Qualités et pouvoir isolant
Issu du recyclage de vieux textiles, le métisse a plusieurs tours dans sa manche. D’abord son pouvoir isolant, analogue à celui de la laine minérale. Ensuite son excellent comportement à l’humidité : composé à 70 % de coton (15 % de laine et acrylique et 15 % de polyester), il absorbe et relâche la vapeur d’eau sans perdre sa capacité d’isolation. Et se pose aisément et sans inconfort. D’autant que, depuis 2011, il est disponible sous forme de flocons en vrac, faciles à souffler en combles perdus et autres vides.
A densité et performances comparables, il est l’un des isolants les plus économiques. Quant à son bilan social, il est particulièrement bon puisque l’intégralité des bénéfices est réinvestie dans le Relais : la moitié est attribuée au développement et à la création de nouvelles actions, l’autre moitié est redistribuée sous forme de participation à tous les salariés.

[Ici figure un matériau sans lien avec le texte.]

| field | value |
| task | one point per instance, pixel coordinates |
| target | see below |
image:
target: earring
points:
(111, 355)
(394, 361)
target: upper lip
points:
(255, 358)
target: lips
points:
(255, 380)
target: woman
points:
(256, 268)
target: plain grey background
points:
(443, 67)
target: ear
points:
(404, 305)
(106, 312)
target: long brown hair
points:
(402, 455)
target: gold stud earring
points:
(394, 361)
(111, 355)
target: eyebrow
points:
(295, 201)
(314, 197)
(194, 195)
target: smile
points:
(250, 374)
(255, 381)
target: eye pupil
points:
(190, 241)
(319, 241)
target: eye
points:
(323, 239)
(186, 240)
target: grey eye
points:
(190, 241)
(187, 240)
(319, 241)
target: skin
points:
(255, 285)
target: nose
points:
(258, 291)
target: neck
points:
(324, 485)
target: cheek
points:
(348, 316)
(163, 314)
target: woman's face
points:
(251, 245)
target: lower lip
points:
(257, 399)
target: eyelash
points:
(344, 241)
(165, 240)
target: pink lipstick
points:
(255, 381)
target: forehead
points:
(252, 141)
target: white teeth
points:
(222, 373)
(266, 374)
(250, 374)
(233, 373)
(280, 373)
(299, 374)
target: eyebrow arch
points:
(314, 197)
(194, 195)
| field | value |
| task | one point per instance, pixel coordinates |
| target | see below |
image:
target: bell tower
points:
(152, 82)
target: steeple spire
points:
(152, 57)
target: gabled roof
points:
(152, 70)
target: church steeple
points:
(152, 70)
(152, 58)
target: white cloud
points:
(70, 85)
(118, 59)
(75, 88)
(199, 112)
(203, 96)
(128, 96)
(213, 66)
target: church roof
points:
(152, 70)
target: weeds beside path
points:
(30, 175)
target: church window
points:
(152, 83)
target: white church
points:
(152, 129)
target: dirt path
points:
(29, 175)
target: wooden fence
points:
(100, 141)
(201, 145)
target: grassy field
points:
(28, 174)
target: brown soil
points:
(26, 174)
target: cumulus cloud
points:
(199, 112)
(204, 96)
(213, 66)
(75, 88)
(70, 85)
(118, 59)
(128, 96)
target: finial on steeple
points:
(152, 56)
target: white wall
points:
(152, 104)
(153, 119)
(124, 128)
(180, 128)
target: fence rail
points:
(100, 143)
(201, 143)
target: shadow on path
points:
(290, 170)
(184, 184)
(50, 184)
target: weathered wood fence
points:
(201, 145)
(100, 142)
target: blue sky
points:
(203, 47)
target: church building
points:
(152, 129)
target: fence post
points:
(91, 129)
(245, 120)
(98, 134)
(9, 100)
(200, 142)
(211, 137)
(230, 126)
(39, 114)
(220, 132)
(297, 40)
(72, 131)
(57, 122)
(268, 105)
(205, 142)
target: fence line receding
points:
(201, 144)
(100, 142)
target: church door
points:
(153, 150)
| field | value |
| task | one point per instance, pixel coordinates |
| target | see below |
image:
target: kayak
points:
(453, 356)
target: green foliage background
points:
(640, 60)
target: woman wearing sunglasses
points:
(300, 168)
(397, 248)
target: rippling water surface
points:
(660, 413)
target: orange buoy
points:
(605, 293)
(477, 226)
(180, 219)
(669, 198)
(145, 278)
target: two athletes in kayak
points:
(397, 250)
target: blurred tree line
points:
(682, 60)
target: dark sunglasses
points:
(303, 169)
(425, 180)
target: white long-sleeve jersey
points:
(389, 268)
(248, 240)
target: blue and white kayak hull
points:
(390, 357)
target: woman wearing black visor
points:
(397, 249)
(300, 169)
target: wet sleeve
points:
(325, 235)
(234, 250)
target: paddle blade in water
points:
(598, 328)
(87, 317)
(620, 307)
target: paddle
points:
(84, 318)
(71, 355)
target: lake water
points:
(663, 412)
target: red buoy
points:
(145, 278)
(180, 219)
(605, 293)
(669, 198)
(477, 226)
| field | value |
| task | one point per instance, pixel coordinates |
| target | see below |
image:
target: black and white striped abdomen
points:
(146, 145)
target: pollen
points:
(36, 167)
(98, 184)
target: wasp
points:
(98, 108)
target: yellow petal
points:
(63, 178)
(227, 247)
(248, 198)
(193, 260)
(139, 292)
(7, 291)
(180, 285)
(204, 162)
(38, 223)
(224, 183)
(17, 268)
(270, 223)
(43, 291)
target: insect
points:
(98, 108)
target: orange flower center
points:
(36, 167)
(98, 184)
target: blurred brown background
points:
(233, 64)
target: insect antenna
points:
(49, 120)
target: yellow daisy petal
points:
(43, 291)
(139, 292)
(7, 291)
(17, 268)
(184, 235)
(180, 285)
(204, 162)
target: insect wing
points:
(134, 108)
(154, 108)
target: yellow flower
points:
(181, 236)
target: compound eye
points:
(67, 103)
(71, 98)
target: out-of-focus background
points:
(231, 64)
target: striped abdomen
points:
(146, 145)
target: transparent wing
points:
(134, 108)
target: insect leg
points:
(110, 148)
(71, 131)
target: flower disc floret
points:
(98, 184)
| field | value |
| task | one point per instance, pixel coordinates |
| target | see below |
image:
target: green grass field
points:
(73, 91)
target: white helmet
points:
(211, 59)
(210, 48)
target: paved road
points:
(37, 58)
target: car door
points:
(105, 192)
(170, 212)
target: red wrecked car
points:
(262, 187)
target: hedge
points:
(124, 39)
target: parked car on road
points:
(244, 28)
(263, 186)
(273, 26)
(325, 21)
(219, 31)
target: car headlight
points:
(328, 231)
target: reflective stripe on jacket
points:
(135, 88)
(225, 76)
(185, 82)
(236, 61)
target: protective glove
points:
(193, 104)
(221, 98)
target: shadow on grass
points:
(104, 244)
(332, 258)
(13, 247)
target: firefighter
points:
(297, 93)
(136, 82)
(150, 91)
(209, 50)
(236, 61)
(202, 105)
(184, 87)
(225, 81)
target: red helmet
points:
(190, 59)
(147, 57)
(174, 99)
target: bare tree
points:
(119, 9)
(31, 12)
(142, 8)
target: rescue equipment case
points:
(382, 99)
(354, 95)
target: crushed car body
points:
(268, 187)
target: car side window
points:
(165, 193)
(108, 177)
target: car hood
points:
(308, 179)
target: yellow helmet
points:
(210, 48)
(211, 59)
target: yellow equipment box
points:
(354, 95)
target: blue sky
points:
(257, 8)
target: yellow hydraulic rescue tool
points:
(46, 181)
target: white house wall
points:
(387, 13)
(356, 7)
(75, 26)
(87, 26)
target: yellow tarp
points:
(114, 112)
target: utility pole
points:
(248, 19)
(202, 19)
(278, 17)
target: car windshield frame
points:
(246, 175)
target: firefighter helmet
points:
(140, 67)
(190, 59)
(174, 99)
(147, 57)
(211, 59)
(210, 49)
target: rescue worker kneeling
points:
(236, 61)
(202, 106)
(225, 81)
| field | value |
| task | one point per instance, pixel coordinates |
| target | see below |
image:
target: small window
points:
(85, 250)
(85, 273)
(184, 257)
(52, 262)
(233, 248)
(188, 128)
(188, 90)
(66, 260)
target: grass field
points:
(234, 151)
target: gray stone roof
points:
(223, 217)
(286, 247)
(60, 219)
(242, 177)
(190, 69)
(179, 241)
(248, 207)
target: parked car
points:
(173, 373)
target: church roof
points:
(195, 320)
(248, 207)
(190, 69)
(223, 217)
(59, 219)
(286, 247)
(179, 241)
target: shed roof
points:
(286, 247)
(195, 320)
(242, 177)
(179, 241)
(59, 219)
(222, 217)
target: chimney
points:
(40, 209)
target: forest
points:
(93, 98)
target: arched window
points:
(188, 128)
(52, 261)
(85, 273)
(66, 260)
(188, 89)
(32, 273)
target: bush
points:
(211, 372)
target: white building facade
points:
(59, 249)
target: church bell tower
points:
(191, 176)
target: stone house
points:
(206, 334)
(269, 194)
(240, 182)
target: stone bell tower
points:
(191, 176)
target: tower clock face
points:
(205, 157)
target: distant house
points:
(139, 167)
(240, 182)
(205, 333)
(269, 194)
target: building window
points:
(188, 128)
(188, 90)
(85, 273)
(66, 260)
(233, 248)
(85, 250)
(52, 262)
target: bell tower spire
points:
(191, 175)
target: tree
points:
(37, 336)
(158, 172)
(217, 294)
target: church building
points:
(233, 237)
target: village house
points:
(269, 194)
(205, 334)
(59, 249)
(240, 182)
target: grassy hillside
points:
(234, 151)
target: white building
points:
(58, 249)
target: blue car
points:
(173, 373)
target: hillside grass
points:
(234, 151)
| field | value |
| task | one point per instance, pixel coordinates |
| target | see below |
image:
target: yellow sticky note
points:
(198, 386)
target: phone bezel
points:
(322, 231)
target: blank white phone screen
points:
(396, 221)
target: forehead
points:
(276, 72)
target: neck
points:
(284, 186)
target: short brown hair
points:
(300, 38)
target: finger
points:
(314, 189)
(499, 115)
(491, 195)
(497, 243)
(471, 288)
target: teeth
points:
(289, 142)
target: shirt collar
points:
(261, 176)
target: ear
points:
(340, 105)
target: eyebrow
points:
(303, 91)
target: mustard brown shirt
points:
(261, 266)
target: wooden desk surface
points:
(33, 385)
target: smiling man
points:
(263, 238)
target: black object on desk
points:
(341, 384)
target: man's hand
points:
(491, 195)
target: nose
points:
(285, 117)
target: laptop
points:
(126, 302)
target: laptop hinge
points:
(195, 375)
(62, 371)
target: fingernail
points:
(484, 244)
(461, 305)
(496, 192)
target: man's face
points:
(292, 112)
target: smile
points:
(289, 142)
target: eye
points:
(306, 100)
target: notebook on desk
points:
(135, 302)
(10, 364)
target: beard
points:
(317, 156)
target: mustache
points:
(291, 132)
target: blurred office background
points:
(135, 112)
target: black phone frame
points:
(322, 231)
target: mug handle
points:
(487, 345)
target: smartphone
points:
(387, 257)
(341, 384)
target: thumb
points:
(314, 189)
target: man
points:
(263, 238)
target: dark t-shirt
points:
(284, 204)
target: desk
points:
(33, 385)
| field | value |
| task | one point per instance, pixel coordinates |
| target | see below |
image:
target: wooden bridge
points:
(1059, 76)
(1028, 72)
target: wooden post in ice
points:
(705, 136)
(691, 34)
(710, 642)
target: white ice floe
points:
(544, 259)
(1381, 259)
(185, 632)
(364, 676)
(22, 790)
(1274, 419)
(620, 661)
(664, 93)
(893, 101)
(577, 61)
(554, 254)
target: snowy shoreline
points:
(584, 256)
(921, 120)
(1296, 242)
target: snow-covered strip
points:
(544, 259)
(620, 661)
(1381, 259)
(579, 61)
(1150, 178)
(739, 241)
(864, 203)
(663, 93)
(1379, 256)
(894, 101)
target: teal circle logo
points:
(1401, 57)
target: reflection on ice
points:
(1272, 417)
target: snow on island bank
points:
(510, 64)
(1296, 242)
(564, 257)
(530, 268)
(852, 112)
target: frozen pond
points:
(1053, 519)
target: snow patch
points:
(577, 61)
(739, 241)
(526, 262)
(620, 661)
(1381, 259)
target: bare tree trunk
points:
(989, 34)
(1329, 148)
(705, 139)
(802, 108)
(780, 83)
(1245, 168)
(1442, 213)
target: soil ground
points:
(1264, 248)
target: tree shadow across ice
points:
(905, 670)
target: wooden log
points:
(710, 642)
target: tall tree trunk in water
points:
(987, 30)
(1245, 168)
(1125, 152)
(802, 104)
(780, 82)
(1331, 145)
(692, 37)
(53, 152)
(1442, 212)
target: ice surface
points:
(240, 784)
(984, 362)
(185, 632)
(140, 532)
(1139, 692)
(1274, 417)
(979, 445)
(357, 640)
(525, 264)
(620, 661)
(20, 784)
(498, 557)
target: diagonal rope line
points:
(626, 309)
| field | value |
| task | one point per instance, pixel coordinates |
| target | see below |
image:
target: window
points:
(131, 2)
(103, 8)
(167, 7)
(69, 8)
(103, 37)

Sur le plan écologique, l’analyse du cycle de vie qu’a effectué GDF Suez range le métisse nettement meilleur que ses concurrents traditionnels en termes d’énergie grise et d’émissions de dioxyde de carbone (CO2) (Act Environnement, 2009).
Premières réalisations
Evelyne Caron est l’architecte du centre multi-accueil (école, garderie, salle de quartier) de Calonne-Ricouart, tout près de Bruay-la-Buissière. Ce bâtiment est le premier dans lequel le métisse a été employé en vue de recevoir la certification d’appréciation technique expérimentale (Atex) du Centre scientifique et technique du bâtiment (CSTB). Mission : accueillir du public. Evelyne Caron a su convaincre les acteurs de cette opération, qui a reçu le label de l’Agence nationale de renouvellement urbain (Anru).
A Leers, en région lilloise, le long de la frontière belge, 5000 m2 de façades d’un bâtiment de logistique industrielle à basse consommation sont isolées avec le métisse (deux fois 60 mm) selon un calepinage réalisé en usine. Pour le maître d’ouvrage, Groupe d’enseignes textiles, le choix du métisse est en phase avec ses engagements en matière de responsabilité sociale et environnementale.
On trouve aussi du métisse dans une maison labellisée BBC (Bâtiment basse consommation) à Loos-en-Gohelle, près de Lens. Le projet Villavenir comprend six maisons, dont une isolée au métisse. Après avoir fabriqué des éléments d’ossature en bois, le constructeur Anthony Coquart, et Edouart Henninot, ingénieur de l’agence d’architecture Jérôme Houyez, jugent ainsi ce matériau : « Il ne pose aucun problème de mise en œuvre. Les préconisations du Relais sont précises et les tests de poussière effectués dans l’atelier Coquart n’ont rien révélé. Il doit même être particulièrement bien adapté aux travaux de réhabilitation », concluent-ils.
« Avec le métisse, le choix commercial du Relais est de s’ouvrir plus largement au secteur de la construction. » Lucie Contet reconnaît qu’à l’occasion de son lancement, des acteurs volontaristes ont choisi le métisse. « Mais à l’avenir, ce choix doit avant tout venir de la conviction qu’il s’agit d’un très bon isolant, pas de l’envie de nous faire plaisir », lâche-t-elle.